Мурка, не ходи, там сыч
На подушке вышит,
………………………
Я боюсь того сыча,
Для чего он вышит?

Мне не было страшно, но я подчинялся требованию Раневской впадать во власть стихов Анны Андреевны и начинал бояться темноты и образа сыча в другой комнате.

Анну Андреевну после Ташкента я видел только на улице Герцена, в моем раннем детстве, но ее образ остался в памяти. Я благодарен Фаине Георгиевне за то, что видел Ахматову, забыть которую невозможно.

Когда я спрашивал Фаину Георгиевну о Гумилеве, Мейерхольде, Мандельштаме, Блюхере, о судьбе исчезнувших людей, многих из которых она знала, Фаина Георгиевна молча складывала руку в кулак так, будто сжимала револьвер, и большим пальцем беззвучно производила воображаемый выстрел. Я хорошо помню этот жест, ее выразительный взгляд и безмолвное — чтобы никто не услышал? — объяснение.

Случилась бы еще одна непоправимая трагедия, если бы и она попала под сталинский каток. А Сталин знал ее и говорил (она рассказывала это со слов Эйзенштейна): «Вот Жаров в разном гриме, разных ролях — и везде одинаков; а Раневская без грима, но везде разная».

Американский журнал «Лук» в 1944 году опубликовал отзыв президента своей страны о Раневской и о кинофильме «Мечта»:

«В Белом доме картину видел президент Соединенных Штатов Америки Рузвельт; он сказал: „Мечта“, Раневская, очень талантливо. На мой взгляд, это один из самых великих фильмов земного шара. Раневская — блестящая трагическая актриса».

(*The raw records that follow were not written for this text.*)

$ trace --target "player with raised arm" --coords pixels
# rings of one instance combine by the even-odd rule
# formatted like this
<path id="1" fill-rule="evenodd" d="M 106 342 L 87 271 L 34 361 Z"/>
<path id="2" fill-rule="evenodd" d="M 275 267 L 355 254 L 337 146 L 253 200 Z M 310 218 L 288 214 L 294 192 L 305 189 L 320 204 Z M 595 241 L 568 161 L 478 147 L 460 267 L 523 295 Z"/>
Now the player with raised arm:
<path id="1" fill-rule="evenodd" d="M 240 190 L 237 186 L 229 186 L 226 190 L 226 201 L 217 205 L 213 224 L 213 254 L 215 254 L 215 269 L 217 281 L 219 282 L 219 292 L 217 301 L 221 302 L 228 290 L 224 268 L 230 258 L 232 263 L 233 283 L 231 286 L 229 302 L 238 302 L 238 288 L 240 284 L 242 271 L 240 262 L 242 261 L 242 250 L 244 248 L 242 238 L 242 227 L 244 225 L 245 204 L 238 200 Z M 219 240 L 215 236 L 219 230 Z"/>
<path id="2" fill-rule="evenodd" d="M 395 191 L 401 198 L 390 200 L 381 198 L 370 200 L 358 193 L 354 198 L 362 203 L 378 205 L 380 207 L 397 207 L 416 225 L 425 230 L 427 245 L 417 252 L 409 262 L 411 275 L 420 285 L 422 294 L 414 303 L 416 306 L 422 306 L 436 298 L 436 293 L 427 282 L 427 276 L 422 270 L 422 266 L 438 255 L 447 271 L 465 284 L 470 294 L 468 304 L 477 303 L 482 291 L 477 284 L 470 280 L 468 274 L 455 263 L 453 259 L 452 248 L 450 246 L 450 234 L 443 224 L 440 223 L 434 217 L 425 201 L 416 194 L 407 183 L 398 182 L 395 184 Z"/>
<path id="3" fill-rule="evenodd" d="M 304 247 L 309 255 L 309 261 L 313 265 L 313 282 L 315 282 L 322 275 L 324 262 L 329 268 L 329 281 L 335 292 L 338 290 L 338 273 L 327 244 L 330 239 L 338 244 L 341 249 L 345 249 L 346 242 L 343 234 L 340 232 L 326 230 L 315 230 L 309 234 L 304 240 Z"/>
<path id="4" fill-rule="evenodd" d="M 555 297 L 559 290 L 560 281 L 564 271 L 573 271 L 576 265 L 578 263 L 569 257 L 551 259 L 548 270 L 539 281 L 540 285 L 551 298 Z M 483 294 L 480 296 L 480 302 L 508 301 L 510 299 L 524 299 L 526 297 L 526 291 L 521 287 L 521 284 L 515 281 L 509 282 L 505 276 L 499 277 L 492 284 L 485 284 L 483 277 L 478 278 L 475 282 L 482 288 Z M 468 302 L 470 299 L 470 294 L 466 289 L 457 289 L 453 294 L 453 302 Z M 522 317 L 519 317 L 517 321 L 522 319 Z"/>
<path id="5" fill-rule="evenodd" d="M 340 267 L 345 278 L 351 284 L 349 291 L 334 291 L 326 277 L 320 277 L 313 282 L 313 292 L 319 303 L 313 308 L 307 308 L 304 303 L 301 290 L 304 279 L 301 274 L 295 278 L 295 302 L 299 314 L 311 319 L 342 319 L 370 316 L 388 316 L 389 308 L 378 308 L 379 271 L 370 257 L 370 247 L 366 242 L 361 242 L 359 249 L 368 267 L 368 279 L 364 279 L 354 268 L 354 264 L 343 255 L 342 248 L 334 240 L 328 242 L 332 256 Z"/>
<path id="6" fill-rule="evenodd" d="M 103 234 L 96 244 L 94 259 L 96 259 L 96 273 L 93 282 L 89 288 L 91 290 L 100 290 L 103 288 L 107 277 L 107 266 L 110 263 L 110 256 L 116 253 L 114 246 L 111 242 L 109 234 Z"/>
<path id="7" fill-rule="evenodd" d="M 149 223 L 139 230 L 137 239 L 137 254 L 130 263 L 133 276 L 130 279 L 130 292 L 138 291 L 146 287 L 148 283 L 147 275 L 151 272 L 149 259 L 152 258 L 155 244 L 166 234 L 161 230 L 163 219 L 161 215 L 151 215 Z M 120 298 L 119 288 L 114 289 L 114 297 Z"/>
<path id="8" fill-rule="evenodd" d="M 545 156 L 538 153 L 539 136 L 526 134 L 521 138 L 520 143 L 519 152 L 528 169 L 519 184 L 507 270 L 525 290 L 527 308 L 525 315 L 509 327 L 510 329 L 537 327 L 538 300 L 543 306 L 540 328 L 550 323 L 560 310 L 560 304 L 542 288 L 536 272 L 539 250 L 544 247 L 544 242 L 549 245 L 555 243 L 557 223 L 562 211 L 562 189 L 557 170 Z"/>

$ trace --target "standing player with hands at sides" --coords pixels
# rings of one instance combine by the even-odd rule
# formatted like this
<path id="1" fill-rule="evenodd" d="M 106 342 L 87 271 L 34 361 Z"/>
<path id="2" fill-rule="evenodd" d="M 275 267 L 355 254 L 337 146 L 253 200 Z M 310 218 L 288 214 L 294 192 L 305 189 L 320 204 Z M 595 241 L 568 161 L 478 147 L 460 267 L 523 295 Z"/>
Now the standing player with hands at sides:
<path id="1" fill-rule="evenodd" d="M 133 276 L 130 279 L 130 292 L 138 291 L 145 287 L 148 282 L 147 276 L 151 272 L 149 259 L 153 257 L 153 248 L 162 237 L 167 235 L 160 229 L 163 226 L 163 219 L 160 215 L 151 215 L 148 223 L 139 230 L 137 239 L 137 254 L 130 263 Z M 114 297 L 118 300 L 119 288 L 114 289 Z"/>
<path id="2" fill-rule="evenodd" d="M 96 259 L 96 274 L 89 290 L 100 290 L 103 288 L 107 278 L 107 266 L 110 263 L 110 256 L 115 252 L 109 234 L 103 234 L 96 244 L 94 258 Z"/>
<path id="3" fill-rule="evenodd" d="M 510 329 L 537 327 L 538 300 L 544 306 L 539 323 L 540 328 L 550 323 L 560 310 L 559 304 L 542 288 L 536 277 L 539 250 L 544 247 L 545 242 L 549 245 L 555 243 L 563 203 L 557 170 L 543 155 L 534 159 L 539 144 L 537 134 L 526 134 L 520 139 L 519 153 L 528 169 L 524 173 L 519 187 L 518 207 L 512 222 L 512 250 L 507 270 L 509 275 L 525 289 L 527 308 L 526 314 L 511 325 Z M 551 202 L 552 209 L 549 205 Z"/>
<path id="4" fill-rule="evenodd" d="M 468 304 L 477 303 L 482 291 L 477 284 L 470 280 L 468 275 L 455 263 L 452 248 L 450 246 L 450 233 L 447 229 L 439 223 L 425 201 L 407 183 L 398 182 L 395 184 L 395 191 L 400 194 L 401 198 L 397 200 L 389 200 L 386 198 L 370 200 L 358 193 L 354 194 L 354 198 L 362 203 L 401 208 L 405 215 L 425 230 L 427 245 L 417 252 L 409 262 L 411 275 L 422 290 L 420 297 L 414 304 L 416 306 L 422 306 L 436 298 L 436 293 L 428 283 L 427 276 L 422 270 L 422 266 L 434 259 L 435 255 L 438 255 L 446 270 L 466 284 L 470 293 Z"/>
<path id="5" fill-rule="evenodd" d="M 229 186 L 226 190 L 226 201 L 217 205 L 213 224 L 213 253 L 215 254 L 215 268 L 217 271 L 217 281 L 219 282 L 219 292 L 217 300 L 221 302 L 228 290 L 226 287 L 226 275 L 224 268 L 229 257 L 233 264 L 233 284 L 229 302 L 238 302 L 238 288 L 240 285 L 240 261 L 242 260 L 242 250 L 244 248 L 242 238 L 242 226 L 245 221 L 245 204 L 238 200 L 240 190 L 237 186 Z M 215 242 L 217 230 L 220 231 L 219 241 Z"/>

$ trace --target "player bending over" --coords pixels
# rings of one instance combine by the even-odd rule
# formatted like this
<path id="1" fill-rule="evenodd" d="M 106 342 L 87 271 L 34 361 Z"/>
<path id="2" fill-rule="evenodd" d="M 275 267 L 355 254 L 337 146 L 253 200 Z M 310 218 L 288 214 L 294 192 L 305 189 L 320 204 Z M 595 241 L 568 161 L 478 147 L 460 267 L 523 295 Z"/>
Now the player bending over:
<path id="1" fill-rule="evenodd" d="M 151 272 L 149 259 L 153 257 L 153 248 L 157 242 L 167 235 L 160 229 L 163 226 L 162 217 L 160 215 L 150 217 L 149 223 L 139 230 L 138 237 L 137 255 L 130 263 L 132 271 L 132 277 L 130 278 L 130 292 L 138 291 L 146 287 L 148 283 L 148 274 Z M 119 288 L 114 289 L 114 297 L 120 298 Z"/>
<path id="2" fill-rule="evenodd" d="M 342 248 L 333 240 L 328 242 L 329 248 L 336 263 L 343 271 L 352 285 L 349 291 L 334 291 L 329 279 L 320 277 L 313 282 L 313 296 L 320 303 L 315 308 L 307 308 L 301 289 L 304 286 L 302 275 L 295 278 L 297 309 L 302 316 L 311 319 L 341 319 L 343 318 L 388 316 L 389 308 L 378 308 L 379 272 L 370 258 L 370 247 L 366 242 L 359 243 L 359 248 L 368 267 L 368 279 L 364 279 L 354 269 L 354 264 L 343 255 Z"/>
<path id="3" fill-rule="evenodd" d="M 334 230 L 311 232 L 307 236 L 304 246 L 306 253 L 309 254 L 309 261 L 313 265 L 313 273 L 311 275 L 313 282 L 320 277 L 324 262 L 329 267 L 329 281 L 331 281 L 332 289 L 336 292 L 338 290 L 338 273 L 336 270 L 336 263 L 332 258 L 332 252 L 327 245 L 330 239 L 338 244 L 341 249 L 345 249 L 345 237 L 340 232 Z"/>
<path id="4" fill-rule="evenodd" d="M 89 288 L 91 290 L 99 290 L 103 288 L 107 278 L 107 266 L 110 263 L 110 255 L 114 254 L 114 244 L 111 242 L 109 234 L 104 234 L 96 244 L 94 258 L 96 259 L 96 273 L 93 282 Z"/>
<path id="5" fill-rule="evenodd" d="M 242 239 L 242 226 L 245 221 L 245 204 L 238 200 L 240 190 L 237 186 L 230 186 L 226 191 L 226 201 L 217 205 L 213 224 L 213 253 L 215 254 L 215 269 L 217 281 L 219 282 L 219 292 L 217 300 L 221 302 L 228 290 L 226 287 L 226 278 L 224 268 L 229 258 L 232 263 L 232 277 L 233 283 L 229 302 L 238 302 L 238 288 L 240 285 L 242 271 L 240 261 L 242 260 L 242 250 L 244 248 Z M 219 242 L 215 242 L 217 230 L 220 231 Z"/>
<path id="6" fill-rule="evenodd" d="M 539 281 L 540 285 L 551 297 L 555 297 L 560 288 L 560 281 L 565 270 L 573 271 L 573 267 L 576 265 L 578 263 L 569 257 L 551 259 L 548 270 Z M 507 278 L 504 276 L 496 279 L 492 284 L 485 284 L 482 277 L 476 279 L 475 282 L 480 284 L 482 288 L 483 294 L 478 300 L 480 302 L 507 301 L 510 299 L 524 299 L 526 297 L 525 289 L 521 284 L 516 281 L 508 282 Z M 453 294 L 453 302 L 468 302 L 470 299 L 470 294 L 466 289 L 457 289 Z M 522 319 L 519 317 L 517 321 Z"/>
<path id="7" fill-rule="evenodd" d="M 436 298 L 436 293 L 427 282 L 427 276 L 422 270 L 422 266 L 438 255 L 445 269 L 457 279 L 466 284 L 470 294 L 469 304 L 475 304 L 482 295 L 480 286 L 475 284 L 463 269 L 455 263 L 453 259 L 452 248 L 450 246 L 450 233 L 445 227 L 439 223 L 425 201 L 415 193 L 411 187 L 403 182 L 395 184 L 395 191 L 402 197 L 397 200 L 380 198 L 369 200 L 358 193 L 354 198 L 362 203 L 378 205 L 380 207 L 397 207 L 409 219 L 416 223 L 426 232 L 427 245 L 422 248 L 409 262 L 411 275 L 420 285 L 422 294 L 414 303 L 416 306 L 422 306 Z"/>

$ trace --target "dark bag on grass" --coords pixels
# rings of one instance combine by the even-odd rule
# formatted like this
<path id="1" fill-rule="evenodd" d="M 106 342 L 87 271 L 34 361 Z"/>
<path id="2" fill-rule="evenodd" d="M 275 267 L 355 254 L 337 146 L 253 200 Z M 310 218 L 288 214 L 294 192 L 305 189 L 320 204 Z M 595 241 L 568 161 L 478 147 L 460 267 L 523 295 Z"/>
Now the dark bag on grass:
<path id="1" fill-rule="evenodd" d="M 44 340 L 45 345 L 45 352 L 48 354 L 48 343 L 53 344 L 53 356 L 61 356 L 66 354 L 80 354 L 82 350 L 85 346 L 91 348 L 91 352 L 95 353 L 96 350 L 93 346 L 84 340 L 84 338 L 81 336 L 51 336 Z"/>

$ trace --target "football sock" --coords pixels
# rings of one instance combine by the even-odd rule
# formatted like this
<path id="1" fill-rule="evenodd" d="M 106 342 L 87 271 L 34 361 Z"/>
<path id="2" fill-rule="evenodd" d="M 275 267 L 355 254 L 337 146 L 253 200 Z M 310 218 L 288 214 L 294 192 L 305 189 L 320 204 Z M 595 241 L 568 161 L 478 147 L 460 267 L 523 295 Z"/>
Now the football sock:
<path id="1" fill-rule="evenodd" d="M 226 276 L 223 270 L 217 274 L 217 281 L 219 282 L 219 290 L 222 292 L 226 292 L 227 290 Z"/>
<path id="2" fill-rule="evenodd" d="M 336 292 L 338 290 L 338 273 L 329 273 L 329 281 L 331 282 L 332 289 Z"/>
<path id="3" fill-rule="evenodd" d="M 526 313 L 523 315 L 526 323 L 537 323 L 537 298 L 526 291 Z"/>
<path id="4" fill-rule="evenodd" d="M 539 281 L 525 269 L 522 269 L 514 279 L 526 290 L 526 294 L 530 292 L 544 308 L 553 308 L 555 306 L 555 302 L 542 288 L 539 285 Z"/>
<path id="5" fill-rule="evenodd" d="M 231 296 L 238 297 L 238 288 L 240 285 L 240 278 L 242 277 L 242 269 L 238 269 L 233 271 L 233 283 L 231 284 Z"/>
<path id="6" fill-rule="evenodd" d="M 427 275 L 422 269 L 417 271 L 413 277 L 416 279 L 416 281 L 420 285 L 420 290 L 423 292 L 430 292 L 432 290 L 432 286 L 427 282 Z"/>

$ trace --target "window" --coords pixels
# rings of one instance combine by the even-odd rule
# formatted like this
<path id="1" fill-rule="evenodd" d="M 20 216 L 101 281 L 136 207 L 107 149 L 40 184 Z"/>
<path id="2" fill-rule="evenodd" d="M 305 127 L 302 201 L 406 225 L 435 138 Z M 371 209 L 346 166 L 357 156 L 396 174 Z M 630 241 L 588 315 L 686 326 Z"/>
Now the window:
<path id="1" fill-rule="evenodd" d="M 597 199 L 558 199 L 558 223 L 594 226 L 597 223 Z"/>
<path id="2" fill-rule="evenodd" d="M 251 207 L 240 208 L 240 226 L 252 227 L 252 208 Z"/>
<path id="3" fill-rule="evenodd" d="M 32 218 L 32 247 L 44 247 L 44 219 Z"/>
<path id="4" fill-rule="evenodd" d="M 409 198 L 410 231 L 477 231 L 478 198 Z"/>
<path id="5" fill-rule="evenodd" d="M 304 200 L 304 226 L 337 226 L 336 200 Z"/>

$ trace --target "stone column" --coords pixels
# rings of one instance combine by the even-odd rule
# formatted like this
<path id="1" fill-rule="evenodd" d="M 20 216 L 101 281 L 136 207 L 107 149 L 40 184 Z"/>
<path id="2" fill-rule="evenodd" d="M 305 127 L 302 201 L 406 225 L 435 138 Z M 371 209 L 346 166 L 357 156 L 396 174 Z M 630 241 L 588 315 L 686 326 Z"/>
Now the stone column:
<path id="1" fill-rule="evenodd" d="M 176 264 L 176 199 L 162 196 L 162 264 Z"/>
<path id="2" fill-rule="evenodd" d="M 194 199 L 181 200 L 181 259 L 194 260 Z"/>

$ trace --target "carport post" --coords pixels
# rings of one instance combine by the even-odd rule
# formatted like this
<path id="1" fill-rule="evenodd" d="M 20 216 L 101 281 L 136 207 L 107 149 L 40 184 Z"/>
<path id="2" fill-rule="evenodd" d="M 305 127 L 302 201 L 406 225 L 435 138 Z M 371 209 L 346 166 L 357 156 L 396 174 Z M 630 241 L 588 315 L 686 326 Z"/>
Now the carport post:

Весной 1945-го мама и Тата забрали меня на Пушкинскую улицу (теперь опять Большая Дмитровка), в дом, где магазин «Чертежник», — и мы втроем стали жить в одной комнате большой коммуналки. Там я застал День Победы. Это был вечер неповторимого дня. Квартирный сосед посадил меня на шею и пошел вниз по улице Горького — к Манежной площади. Все было заполнено людьми — я видел сверху море человеческих голов. Черное небо было в столбах света — прожекторах. Ярко горели в небе над американским посольством (оно было тогда рядом с «Националем») три флага — английский, американский и наш, советский. Другой, невидимый снизу, аэростат нес портрет Сталина, так же ослепительно освещенный. Залп салюта — и прожекторы в панике заметались, перекрещиваясь и разбегаясь, пока не замерли в оцепенении и ожидании: новый залп, букеты распадающегося в небе цветного салюта, и так много раз.